DM: I’m only worried because as an EMT, if any shit goes down I’ll be exposed to it first. That kinda sucks. But no, I’m not cowering in my closet waiting for an attack. I’m opposed to violence, but I’m also opposed to standing there while some dickhead slaps me around. I dislike George W., but I love and support America. So if someone’s gonna fuck with my country and my city, I’m gonna fight back. I just wish it wasn’t the innocent people who get hurt all the time. I mean, shit. Why don’t we take all the safe, warm politicians like George & Co., Saddam and Bin Laden and throw ‘em in a locked room? Let *them* fight it out and kill each other. Don’t let them destroy countries for private agendas.
Decomposed: Being such a talented, hot lady do you have problems with other ladies in the scene? Or the dickhead men that don’t take no for an answer?
DM: The only female musicians I have problems with are the ones who are making mainstream music. And it’s NOT because of their music, mind you. It’s because they’re doing little to nothing to improve the image of women in rock. You wanna be a serious musician, Sheryl Crow? Stop posing nearly-naked in music magazines. You wanna be a rebel, Pink? Don’t take your clothes off and pose like you can’t wait to get fucked. You wanna prove that your band is more than just you, Gwen Stefani? Sign a contract that makes sure they appear *with you* on the cover of Spin. You wanna make raw, emotional punk rock that I believe, Courtney Love? Stop going to fashion shows in thousand-dollar gowns and trying to be a Hollywood Princess. Granted, I don’t know what’s going on behind the scenes, but so far, I have yet to see one real female rebel in mainstream music. That’s fucking SAD.
Decomposed: I’m sure you’re sought after by everybody you come in contact with, what makes DM turn her head? Would it be a man with long dreads (laugh)? Seriously, what kind of man makes you interested or women if that’s your thing?
DM: I don’t generally elicit that kind of response from people. Most times, people tell me that I’m too scary to approach, which is so funny it just about kills me. I rarely turn my head at anyone, but I will admit that even plain women can be very attractive if they have great personalities. Even when I see someone really, really smokin’, I generally just say (to myself) “wow, hot” and that’s the end of it. I can’t be bothered with relationships; I have too much other shit to worry about and I’m not interested in pursuing someone just to have them turn around and say, “Ick, no thanks.” I have my relationships, but it’s made clear at the beginning that “band first, you second.” Also they’re warned that I *might* be crazy. I personally don’t think that I am, but my cat keeps telling me otherwise. But what the hell does he know? His brain is the size of a walnut.
Decomposed: I would describe you as the Vampire goddess of Metal: stunning beauty, brains and talent. Since we are in a industry that’s dominated by males and male egos, do you think your beauty has helped or held you back and what would you say to the person that judges you on looks and not your very cool personality and talent?

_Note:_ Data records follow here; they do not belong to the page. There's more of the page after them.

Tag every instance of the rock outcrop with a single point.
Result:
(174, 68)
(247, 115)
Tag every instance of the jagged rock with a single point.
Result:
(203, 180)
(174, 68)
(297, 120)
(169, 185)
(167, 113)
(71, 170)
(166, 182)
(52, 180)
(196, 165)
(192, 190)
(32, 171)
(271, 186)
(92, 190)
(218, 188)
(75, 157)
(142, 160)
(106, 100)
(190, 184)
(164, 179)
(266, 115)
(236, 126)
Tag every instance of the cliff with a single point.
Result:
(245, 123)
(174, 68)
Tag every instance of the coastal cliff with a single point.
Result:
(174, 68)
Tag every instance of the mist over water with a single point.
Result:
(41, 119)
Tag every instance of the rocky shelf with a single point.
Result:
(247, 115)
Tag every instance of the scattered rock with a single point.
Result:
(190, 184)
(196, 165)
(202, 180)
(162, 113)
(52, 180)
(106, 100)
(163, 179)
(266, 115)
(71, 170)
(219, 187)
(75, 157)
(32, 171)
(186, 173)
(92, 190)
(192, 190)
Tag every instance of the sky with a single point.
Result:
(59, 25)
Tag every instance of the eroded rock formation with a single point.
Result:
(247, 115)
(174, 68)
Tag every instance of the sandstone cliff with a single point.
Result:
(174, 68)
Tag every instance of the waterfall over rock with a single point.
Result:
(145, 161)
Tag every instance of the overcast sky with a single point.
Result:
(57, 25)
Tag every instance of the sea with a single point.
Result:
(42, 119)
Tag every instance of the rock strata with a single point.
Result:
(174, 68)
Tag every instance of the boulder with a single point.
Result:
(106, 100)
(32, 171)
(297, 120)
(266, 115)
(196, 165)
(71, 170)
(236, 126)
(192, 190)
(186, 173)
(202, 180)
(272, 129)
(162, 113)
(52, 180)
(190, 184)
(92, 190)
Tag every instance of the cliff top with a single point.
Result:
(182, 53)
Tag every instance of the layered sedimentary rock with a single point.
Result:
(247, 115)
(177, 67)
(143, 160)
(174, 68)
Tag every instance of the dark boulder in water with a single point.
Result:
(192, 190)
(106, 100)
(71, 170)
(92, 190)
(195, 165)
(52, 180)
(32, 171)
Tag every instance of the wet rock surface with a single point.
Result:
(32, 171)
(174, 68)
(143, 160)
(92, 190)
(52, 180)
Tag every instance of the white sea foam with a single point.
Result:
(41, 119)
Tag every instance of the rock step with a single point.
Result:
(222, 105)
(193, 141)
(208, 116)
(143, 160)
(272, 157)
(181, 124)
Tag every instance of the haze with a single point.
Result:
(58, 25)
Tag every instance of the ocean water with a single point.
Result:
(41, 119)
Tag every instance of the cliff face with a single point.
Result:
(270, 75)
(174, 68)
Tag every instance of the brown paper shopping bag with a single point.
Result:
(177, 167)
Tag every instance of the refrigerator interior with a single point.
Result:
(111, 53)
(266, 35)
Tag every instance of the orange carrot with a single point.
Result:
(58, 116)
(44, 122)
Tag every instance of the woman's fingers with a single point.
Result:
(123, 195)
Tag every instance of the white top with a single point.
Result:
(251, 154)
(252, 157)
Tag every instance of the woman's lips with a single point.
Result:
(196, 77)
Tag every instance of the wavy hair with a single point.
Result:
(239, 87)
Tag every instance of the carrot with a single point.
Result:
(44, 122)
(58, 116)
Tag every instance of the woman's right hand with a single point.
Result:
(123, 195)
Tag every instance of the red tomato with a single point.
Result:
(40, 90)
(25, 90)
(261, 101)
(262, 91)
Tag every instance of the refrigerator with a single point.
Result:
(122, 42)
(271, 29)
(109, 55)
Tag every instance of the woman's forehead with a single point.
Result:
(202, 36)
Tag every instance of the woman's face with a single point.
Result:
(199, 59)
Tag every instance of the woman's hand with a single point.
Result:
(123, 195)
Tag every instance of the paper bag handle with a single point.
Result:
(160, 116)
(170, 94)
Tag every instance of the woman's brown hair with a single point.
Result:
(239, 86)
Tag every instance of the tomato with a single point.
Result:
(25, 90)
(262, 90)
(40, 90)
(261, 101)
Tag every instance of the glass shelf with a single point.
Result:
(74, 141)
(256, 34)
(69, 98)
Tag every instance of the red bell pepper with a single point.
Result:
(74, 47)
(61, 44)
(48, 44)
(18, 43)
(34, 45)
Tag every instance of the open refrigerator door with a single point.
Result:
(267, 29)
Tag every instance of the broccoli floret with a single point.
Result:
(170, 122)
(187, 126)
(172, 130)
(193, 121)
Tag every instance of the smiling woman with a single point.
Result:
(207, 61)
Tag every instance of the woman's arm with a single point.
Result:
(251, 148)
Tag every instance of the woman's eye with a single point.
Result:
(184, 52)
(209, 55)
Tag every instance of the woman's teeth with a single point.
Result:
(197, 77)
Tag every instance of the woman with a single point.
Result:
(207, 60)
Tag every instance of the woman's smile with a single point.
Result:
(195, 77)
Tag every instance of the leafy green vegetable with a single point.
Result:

DM: Generally the only problem my appearance poses is that I am clearly female-looking. And so people sometimes assume that, since I am a girl, the band sucks, or can’t possibly be heavy, or I can’t sing metal, or whatever. This is really annoying. Also, my bassist is female, and she can play rings around male bassists in the metal scene. She rocks.
Decomposed: Well the fat lady has sung (and that sure as hell isn’t you) and it was my pleasure learning about you DM. You got anything you want to say to the masses?
DM: Yes, I do. I’d like to say something meaningful, insightful and important. But instead I’ll just thank you for supporting women in the scene and recommend a bunch of unsigned female-fronted bands that I think kick ass. In no particular order: Crisis, Hydrovibe, Spider Rockets, The Abuse, Mahavatar, Tapping The Vein, Bottom, Volition, Binky, Tang, Collide, KuF, Wench and Devil Kit. You can find links to all of these bands on our website, www.themissing.com. And thanks again.